Hoy, quienes fuimos sorprendidos por la realidad del 1 de julio, las conciencias mexicanas que sobrevivimos, que recibimos el día como una cachetada que nos reveló la verdad, comenzamos una resistencia, pacífica, sí, aunque dentro del alma tengamos ganas de combatir y de provocar la revolución, hartos de respetar la famosa estabilidad, hartos también de la mojigatería del país. Se trata de una resistencia ideológica, mediante la que cada uno ejerce, a través de lo que mejor le sale o lo que más le gusta hacer, una protesta.
Cada uno habla “como le va en la feria”, es cierto, cada uno respondemos a la idea que tenemos de nosotros mismos, a lo que vemos a través de nuestra propia visión y vamos por la vida reflejándonos en cada cosa, mirándonos en ideologías, personalidades y símbolos para identificarnos, es decir, “hacer que dos o más cosas en realidad distintas aparezcan y se consideren como una misma” (RAE).
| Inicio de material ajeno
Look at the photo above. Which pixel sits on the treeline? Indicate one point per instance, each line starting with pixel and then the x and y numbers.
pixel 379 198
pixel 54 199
Por eso, a veces no es posible salir de uno mismo para poder hablar, y terminamos convertidos en islas que dialogan dentro de los límites de su territorialidad, emitiendo, sin darse cuenta, un soliloquio.
Una parte de México despierta adolorida a la realidad, la otra, aletargada, ¿seremos capaces de hallar concierto, de tender puentes, de dialogar como no fuimos capaces cuando era vital? Yo, por mi parte, comienzo a hablar.
Damiana.
Comparto todo.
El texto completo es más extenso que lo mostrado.